Описанная Плутархом смерть Брута внешне ничем не отличима от самоубийства. К при­меру, точно так же, бросившись на меч, закончил свои дни самоубийца Нерон. Однако между ними нет ничего общего. В самом деле, Брут сам, собственными руками убил себя. И тем не менее, без всякой игры в слова, можно утверждать, что он не был самоубийцей. Нерон убивает себя в состоянии сломленности, подчиненности внешним обстоятельствам или своим внутренним переживаниям и аффектам. Себе самоубийца не принадлежит, собой не обладает. Его самоубийство — это отказ от себя, осуществление в действии отрицания как мира, так и собственного бытия. Брут уходит из мира совсем иначе. У него «вид безмя­тежный и даже радостный» как раз потому, что он сохраняет самообладание. Бросаясь на меч, Брут, как это ни покажется странным, совершает утвердительное действие, он утверж­дает себя и мир, говорит им «да». Правда, в особом смысле. В канун гибели перед Брутом открываются две возможности: умереть в качестве раба или героя. В первом случае он умрет еще до своей физической смерти, раб существо ничтожествующее, не обладающее из себя исходящим бытием, его бытие — во всевластном господине. Второй же случай открывает перед Брутом перспективу свободы и самоутверждения. Свободы, потому что внешние обстоя­тельства, в конечном счете — судьба, могут быть над ним всевластны только тогда, когда Брут ощутит свое полное бессилие перед ними. Но стоит ему решить, что смерть — это не внеш­няя сила, а стремление его собственной воли, что и без того неотменимо вершащееся будет свершением самого Брута, судьба исчезнет, растворившись в свободе того, кто был ею обречен. Брут выбирает гибель и тем говорит «нет» собственной жизни, но одновременно и в более существенном смысле он же говорит ей «да». «Да», потому что все внешние обстоятельства

оказались бессильны зачеркнуть Брута еще до его гибели. Пока он жив, Брут находит возмож­ность для свободного, коренящегося в своей воле действия. Судьба оставила ему только один выход — гибель, но гибнет он не от удара судьбы, а от собственных рук. Самое же главное состоит в том, что Брут в момент гибели остается тем же человеком, каким был всю свою жизнь и каким хотел быть. В смерть он входит живым, изнутри так и не умирая, следова­тельно, катастрофа оборачивается для него триумфом, а триумф — катастрофой.

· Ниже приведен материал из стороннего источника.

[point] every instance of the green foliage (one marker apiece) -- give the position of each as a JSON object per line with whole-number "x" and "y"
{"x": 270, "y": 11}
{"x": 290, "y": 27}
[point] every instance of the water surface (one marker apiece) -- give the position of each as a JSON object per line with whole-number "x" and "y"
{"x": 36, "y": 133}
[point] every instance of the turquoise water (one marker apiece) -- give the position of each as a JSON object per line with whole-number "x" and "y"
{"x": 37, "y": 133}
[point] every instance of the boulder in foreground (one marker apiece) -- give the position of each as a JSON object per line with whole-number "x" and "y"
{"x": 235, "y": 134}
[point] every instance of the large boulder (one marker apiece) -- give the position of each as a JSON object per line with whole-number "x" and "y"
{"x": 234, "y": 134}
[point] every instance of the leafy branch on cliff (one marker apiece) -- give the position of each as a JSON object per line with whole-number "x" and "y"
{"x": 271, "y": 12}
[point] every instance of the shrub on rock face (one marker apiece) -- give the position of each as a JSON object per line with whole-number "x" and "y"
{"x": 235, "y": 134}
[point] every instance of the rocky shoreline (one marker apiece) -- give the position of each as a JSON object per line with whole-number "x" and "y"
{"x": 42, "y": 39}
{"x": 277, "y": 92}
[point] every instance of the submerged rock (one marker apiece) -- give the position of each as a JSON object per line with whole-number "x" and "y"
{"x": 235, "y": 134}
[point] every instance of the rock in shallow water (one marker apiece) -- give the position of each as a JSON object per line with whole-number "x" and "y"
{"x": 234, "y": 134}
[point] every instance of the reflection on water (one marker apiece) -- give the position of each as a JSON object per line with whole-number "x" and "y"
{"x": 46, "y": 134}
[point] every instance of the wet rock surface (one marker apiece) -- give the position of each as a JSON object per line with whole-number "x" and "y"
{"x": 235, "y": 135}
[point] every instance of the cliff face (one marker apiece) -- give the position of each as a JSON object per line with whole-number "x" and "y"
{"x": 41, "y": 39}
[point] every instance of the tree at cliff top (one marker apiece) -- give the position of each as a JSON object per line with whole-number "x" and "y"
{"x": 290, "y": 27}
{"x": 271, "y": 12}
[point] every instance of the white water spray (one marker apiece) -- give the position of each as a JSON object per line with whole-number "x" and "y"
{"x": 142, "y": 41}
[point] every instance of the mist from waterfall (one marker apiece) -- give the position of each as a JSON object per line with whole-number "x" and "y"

Трактовка трагедии как триумфа-катастрофы, как внутренней победы героя и внешнего торжества судьбы, исходит из того, что трагедия — это жизненная реальность, что трагич­ным мог быть и был жизненный путь людей высшего достоинства. Между тем для самой Античности за словом «трагедия» стоял прежде всего жанр театрального искусства. Конечно же, между трагедией — жизненной реальностью и трагедией — драматическим жанром есть прямая связь. Трагедии во втором смысле создавались о трагедиях в первом смысле слова, вторые были реакцией на первые. Однако трагедия в качестве театрального действия не бцла. единственным и тем более первоначальным осмыслением трагического пути героев. Все-таки герои действуют и живут уже в созданном в VIII в. до P. X. гомеровском эпосе, тогда как театр Эсхила, Софокла и Еврипида относится к V в. до P. X. За этим стоит то, что на реальность героизма и трагедии древние греки смотрели двояко: через призму эпического и трагедийного творчества. Соответственно, в каждом из них героизм и реальность трагедии предстают по-разному, в чем-то несходными и даже несовместимыми.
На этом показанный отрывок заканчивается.